On the walk I was reminded how hot Maryland summers are. It is mid-July. We have relatives in Georgia who claim Georgia’s the hottest place on the planet except maybe at its core. Not so. Maryland beats Georgia and the earth’s core hands down. It’s not just the heat, but also the humidity, which, if you’re inclined, you can wring it straight out of the air without any help from a cloth or sponge.
But back to my walk. Once resigned to the heat and humidity, I got into the delights of mobility and began looking around as I walked cautiously along the road. I felt like the child riding his bike for the first time without training wheels.
I usually keep my eyes lowered some in front so I see a short distance ahead. I scan the road that way to see any critters that might be joining me on my stroll. There are occasionally grasshoppers, once a turtle, ants and bees, especially wasps that seem to enjoy just hanging out on the road. And indeed I did see, of all creatures, a wooly bear. I’m accustomed to seeing wooly bears on my fall walks, but in July’s blazing heat, this was new to me. She was overdressed for the day wearing her dark brown and orange fur coat that I always assumed was to keep her warm in the winter. I will say, though, she undulated along happily, like a tiny balloon filled with water, and seemed to pay no attention to the heat.
I walked close the culvert that retained a few inches of water. I was soon to discover that it was the sanctuary to a host of good-sized bullfrogs. I was not aware of them at first. As I grew close to one, he squealed and “plop,” dove into the water. I note here that unlike what people imagine about bullfrogs, they squeal and squeak as often as they croak in that full basso profundo with its deep resonance.
All the frogs in the culvert were ready for me. As I approached the next one he squealed and jumped and so did about six others in succession the way dominoes, when set up a certain way, fall consecutively after the first one is toppled. It was fun to hear the “plop, plop” as I made my way up the road. I once read a published haiku that said nothing more than: “ A frog jumps in the water, plop.” The poet had a way with words.
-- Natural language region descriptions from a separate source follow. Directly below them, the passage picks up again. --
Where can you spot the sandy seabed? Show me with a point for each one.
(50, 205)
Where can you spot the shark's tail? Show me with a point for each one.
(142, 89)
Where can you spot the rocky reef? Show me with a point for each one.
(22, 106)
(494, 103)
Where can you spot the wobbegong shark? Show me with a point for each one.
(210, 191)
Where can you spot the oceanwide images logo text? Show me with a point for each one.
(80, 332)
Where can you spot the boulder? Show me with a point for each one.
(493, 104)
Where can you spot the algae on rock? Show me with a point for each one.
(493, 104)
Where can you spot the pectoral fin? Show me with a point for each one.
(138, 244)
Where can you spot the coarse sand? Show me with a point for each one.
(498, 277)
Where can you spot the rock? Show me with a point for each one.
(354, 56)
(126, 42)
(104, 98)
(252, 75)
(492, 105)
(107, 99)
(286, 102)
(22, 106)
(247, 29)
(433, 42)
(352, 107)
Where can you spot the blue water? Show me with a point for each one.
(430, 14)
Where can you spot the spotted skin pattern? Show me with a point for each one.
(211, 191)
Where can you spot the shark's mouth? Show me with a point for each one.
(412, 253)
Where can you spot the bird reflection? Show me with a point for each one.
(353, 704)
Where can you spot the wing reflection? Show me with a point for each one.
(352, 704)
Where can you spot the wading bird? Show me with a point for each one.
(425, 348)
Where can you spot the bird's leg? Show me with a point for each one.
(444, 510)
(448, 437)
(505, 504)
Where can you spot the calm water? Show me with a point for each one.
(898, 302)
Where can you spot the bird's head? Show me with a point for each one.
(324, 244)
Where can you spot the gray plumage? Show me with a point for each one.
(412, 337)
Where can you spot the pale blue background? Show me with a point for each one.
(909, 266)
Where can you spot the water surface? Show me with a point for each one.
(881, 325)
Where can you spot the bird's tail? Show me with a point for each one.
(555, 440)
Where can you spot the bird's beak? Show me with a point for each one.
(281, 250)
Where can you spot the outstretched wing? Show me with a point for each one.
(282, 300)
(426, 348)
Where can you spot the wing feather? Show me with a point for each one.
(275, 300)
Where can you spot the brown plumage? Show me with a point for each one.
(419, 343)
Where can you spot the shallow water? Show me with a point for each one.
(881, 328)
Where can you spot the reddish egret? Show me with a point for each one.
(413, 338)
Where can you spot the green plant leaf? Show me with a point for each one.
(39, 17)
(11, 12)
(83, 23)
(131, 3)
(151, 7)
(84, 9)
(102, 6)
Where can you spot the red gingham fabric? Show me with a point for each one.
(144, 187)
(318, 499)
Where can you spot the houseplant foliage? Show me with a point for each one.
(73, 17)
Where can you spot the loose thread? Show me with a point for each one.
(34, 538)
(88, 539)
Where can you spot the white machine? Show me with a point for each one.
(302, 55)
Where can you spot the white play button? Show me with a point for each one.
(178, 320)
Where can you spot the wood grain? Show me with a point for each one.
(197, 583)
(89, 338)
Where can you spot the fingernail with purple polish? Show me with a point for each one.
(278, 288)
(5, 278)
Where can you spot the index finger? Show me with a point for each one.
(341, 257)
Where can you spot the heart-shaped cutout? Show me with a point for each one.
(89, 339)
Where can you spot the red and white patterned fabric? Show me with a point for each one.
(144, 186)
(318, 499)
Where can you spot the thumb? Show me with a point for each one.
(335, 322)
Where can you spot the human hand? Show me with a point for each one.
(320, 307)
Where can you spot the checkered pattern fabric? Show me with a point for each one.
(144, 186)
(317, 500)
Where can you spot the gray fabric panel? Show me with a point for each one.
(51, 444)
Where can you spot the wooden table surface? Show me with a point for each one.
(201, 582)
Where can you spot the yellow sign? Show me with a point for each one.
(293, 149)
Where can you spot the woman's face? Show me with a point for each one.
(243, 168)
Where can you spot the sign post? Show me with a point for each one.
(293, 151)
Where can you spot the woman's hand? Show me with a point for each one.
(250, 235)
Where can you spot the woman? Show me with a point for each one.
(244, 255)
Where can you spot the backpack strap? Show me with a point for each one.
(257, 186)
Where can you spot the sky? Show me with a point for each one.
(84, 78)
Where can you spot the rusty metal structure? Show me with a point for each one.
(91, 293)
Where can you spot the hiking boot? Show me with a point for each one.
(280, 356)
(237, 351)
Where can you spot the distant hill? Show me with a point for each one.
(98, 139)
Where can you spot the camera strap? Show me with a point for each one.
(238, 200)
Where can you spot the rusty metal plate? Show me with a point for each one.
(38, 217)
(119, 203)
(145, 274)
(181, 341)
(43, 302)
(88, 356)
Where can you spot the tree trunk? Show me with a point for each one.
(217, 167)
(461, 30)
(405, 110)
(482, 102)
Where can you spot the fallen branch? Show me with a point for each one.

I was doing famously – tickled pink about my newly healed bones – and was nearing my first half-mile. Then I began to ache in the most unlikely places – not as I half expected in my abused knee, but everywhere else. It began hurting in my right buttock, my thigh, and then down the front of my leg. My hip protested a little. Then I noticed my ankle ached some and suddenly, after eighty-two years of living in this very same body, I realized just how much I had wholly underestimated the number of moving parts that constitute my frame and sinew – particularly the bone and sinew from my hips on down.
Ezekiel’s proclamation, as celebrated in the famous African-American spiritual, Dry Bones, promises that at the resurrection “dem bones gonna walk around.” The spiritual explores in considerable detail how our bones are assembled one upon the other, which one is attached to which, but mentions nothing about how they will feel when first moved after not being exercised – in my case for over a month. Consider too, those who have been waiting for centuries to be raised from the dead; those first hours on their feet are not going to be any cakewalk. Maybe Ezekiel failed to mention synovial fluids, which, if included when the saints go marching in, would be sufficient to lubricate the long unused joints and mitigate pain as well.
I’m always surprised how it is that what I have so much of, I give such little thought to. My ability to move about easily – to jump, kneel and run – when I was younger I now look upon with nostalgia and some regret. The regret is that when I had it so good, I was hardly thankful for the abundance I was enjoying. Now that I have agility again, but in much more limited measure, I am far more grateful.
Gratitude is a peculiar emotion: it’s felt in inverse proportions to our blessings; there is less gratitude when we enjoy many blessings, while when there are fewer, our gratitude increases.
I’m grateful to be on the road again.
Columnist George Merrill is an Episcopal Church priest and pastoral psychotherapist. A writer and photographer, he’s authored two books on spirituality: Reflections: Psychological and Spiritual Images of the Heart and The Bay of the Mother of God: A Yankee Discovers the Chesapeake Bay. He is a native New Yorker, previously directing counseling services in Hartford, Connecticut, and in Baltimore. George’s essays, some award winning, have appeared in regional magazines and are broadcast twice monthly on Delmarva Public Radio.
Kathy Bosin says
Beautiful, George. Having experienced some down time myself, I appreciate your appreciation for mobility. It’s a beautiful thing. Happy walking.
JAN BOHN says
Great article, George. YYoy’re right about taking all that mobility for granted and now that we don’t have it we really miss it and are grateful for what we have. But the hottest feeling place in the US ;has to be Houston, Texas. The humidity here isn’t even worth mentioning. Although my husband’s former colleagues in Mumbai, India probably would claim the prize -on a 106F day in Houston with 99% humidity it was 130F in Mumbia with99% humidity.